2017.02.04// P. Rączka
Duże nadzieje żywiliśmy po tym jak Marcin Held przeszedł z organizacji Bellatora do UFC. Niestety w swoich dwóch pierwszych walkach doznał porażek i jego notowania znacznie spadły. Choć zwłaszcza w drugim pojedynku można uznać, że został skrzywdzony, to jednak wynik poszedł w świat. Polak przyznaje, że na każdą porażkę jaką doznał ma swoje usprawiedliwienie i zapowiada, że w kolejnym pojedynakach karta się odwróci.
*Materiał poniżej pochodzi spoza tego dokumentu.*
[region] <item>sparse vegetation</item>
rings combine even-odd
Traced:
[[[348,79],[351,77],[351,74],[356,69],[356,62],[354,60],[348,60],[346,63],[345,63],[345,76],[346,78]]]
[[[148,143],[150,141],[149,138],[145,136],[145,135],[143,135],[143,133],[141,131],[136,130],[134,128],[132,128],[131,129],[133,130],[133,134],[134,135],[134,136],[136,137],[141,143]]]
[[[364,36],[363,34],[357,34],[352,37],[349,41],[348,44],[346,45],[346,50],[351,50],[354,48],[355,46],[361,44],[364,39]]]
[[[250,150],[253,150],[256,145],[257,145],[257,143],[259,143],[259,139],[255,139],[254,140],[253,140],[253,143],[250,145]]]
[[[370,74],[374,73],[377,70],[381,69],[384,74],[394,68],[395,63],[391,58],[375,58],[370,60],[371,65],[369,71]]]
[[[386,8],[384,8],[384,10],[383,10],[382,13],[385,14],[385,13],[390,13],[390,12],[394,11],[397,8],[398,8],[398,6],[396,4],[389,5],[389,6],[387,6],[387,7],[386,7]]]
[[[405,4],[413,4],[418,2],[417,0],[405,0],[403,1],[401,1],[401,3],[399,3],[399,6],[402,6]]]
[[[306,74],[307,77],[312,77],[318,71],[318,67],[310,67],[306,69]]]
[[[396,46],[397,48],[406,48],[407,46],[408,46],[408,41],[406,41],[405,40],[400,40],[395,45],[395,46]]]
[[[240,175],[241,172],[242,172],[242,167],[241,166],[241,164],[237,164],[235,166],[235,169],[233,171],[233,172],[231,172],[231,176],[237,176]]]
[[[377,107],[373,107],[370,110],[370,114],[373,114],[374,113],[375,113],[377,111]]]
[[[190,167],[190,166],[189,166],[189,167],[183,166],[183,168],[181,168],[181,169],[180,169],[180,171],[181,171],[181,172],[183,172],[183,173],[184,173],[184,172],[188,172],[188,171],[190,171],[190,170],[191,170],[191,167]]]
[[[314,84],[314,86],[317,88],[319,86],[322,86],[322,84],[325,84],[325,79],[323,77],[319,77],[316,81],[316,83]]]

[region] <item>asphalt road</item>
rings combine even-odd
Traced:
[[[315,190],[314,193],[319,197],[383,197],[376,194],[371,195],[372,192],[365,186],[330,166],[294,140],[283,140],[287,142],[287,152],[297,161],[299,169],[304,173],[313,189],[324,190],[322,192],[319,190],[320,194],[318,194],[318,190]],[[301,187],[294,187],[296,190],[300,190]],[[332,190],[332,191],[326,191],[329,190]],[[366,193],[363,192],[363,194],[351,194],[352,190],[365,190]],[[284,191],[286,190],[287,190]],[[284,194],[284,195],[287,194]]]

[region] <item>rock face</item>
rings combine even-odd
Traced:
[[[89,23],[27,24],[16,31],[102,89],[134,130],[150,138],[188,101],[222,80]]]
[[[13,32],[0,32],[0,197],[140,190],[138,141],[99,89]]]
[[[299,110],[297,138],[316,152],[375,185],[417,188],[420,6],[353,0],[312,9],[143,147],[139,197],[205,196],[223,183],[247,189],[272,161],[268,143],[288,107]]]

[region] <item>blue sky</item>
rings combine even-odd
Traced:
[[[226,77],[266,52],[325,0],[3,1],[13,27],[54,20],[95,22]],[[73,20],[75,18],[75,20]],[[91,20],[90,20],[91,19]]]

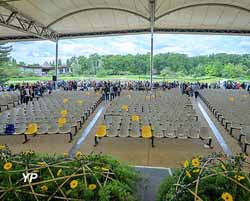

- Oba pojedynki stoczyłem z bardzo dobrymi rywalami. I na obie porażki mam jakieś usprawiedliwienie. Z Lauzonem skrzywdzili mnie sędziowie. Wcześniej, z Diego Sanchezem, walczyłem w Meksyku, na bardzo dużej wysokości. Popełniłem błąd, dałem sobie za mało czasu na aklimatyzację. Przez to nie pokazałem pełni swoich możliwości, zwłaszcza w drugiej i trzeciej rundzie. Mam nadzieję, że w kolejnych walkach karta się odwróci. I pokażę, że moje miejsce jest w UFC. Do trzech razy sztuka - powiedział Held.
- Na razie chciałbym chwilę odpocząć. Dwie ostatnie walki stoczyłem w odstępie 10 tygodni. Nie miałem okresu roztrenowania. Teraz chcę zrobić sobie trochę przerwy od ciężkich przygotowań. Co nie znaczy, że będę siedział na kanapie przed telewizorem. Planuję luźniejsze treningi, np. brazylijskiego jiu-jitsu w kimonach. A za trzy, cztery miesiące chciałbym dostać kolejną walkę. Taki scenariusz byłby idealny - dodał.